Plus side, spent the whole weekend cleaning and gardening so my environment is lovely... it all helps!

Sunday 17 March 2019

March: [Mii plaza theme plays on loop]

I feel like I'm starting to get a hold on how to structure my days as a freelancer. One big challenge has been attempting to work when I'm not home alone - it's really not easy at all to avoid disruptions when you live in a tiny apartment.

I've brought my wake-up time back to 7am, and I'm finding it helps a lot. Even though my favourite time to work is at night, it's not easy when your partner is going through a rough time and really needs your company in the evenings and the days when they're at home. Getting up earlier means I can walk them to the train in the morning, and then get to work right away - meaning it's much easier to stop working once they get home, without feeling stressed over wanting to get more done but no longer feeling I can work because my company is desired/needed. They work from home one day a week too, so I'm also front-loading a lot of my chores on that day so that if they need to talk it doesn't interrupt me during a particular attention-demanding point of my work.

I know 7am probably seems pretty late to a lot of you with office jobs, but yeah, my ideal work day is two separate sessions, with the second running about 9pm - 2am, so, 7am was a little rough previously. But now I'm trying to synch my sleep schedule with my partner's a little more, so that we can spend more time together.

So, if I was single and living alone I think I'd most likely be somewhat nocturnal, but overall it's probably for the best that I'm synching up with my partner this way, because the world is designed around people being awake during the day anyway, so while working at night was good for talking to friends in other time zones, it made some other things more difficult. And my best friend is 5 hours ahead of my timezone, so working late nights actually sucked for talking with them anyway.

TLDR I've started getting up earlier which goes against every fibre of my being but it's actually pretty good after all the end.

Wednesday 13 March 2019

March: Well that was week two I guess

Something of a tumultuous week, but I managed to do a lot despite all the Life Things going on.

Tuesday 5 March 2019

February - March: I still have so much to learn


I'm an INFJ (and consistently test as one) and while you can't put everything on your type, the description really works for me, and learning about typical INFJ strengths and weaknesses has been a real help.

One INFJ trait is that we tend to see the big picture, pull together a lot of information well to make assessments but... get lost when it comes to the details.

I'm lost.

I'm doing my best. I think another thing I need to change is that I need to stop saying things like "work on Discord bot" as a checkbox, because that's _so vague_. Like, when is that box checked? When I totally code, implement, document, and share it (definitely not something I can do in one day right now). Is it "once I've started at this code for two hours, check the box?" (Yes, I'm aware of S.M.A.R.T. goals)

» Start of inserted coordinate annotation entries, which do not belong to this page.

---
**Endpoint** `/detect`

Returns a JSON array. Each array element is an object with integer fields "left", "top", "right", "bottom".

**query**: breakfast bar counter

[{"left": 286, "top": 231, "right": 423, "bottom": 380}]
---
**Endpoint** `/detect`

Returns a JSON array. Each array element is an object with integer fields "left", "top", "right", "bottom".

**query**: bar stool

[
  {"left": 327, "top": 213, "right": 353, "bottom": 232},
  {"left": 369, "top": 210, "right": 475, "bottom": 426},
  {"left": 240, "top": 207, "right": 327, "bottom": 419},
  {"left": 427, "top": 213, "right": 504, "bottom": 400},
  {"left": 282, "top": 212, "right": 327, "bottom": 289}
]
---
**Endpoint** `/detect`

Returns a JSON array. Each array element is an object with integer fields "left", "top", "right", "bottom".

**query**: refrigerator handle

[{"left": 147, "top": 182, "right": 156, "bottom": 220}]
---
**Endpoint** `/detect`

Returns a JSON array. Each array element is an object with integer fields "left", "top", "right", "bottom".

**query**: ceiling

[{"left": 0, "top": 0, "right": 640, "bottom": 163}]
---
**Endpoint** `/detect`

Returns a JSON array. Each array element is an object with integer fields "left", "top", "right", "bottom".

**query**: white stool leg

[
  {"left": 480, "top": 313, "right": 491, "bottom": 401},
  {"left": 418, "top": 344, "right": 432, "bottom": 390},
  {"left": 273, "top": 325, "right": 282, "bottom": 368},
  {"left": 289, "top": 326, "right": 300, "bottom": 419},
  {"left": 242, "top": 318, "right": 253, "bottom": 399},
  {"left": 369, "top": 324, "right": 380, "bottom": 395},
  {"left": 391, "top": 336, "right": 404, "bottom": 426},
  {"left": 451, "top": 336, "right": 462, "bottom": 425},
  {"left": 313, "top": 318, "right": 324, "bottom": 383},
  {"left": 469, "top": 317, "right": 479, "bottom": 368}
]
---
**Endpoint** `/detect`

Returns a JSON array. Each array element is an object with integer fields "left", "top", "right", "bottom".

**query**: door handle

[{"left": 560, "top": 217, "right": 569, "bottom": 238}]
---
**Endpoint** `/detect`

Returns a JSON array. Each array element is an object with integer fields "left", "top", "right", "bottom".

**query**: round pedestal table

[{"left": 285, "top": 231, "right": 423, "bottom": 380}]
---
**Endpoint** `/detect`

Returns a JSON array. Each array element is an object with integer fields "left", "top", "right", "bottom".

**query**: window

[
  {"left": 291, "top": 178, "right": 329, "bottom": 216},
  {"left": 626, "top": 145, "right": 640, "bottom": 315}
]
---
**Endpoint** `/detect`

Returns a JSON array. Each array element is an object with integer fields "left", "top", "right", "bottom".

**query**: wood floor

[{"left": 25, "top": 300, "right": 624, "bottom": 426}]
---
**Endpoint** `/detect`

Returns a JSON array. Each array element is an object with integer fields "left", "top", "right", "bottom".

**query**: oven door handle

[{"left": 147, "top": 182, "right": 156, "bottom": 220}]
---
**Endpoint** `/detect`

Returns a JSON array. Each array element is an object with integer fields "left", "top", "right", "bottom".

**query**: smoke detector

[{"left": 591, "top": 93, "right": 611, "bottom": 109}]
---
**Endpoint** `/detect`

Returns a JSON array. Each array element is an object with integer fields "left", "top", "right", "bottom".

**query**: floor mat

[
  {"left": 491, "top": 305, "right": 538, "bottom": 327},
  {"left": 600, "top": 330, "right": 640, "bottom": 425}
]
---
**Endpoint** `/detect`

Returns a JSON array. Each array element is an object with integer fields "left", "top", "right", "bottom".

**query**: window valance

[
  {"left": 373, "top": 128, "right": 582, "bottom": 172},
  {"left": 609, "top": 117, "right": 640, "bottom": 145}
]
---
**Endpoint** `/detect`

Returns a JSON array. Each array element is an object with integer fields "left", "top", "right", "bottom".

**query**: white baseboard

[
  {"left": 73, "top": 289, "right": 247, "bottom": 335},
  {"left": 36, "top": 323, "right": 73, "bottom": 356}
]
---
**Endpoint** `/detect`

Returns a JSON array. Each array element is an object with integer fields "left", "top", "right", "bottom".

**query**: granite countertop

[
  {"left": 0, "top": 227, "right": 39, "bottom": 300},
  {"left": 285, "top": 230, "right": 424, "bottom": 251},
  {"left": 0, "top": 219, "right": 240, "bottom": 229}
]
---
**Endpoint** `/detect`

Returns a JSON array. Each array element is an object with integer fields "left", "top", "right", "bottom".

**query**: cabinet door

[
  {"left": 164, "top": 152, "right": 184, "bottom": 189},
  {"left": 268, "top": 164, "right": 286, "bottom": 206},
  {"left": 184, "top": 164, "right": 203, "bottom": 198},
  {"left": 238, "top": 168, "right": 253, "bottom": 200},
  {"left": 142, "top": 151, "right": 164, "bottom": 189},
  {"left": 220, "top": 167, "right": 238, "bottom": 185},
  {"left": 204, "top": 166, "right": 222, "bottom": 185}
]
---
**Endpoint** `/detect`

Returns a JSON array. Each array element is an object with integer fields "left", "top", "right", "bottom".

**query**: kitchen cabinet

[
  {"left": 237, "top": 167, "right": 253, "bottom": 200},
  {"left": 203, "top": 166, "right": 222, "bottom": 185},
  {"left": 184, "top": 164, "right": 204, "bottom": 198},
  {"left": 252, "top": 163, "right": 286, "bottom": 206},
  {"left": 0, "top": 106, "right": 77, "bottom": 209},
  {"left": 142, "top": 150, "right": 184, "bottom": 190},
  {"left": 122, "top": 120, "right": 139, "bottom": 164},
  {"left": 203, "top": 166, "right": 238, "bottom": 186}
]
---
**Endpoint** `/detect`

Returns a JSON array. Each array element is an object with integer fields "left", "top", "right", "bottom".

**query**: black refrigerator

But even saying "Work on Discord bot for two hours"... rubs me the wrong way. Because sometimes you make so much progress in two hours, and other times, barely any at all. It's the same with saying something like "configure [feature X]" when... that could take two hours, or twenty, and at this point I don't know! Which means setting those daily three tasks that will make me stay focused and feel confident because way more stressful than I anticipated. Especially when you wind up checking none of the boxes.

How do I just... make myself function at 100% all the time? That's reasonable, right? Haha...

I also still struggle to take breaks that actually mean anything. My "breaks" are usually twitter, which, isn't really restoring energy... but if I don't, when am I gonna socialise?

Maybe I should try setting objectives in the morning, and then at the end of the day, recording three things I achieved... so I can set an objective of "work on Discord bot" and if that's all I do that day, maybe I can find three things I got out of it? Like, "completed feature X" "learned about AWS setups" and "learned about tracking down permissions conflicts and ownership issues with plugins".

It feels like cheating, but the thing is, _I'm_ the one setting the rules. And the KPIs! Everything I'm doing - the planner, the accountability tweeting, this blog - is all an attempt to improve myself - improve how I work now that I'm working on my own, a totally new thing for me - improve how I manage my projects - improve how I manage my own mind.

And I can't improve if I don't experiment. And beating myself up over failures won't let me get stronger, either. But not being afraid of failure is so hard for me, even when the cost of that failure is nothing but my own self-esteem - and only forced on me, by me.

I'm so easily disheartened. It's all too easy to over-promise to myself, under-deliver, and then find myself unable to focus on my work because I'm so demoralised over my inability to do something there's no way I'd ask someone else to do in that short a period of time, let alone when they're working on other projects at the same time.

I just don't know how to be realistic. I get S.M.A.R.T., but that whole "Realistic" part of the phrase?

I have. No. Idea. How to be realistic. And it's making me feel so lost.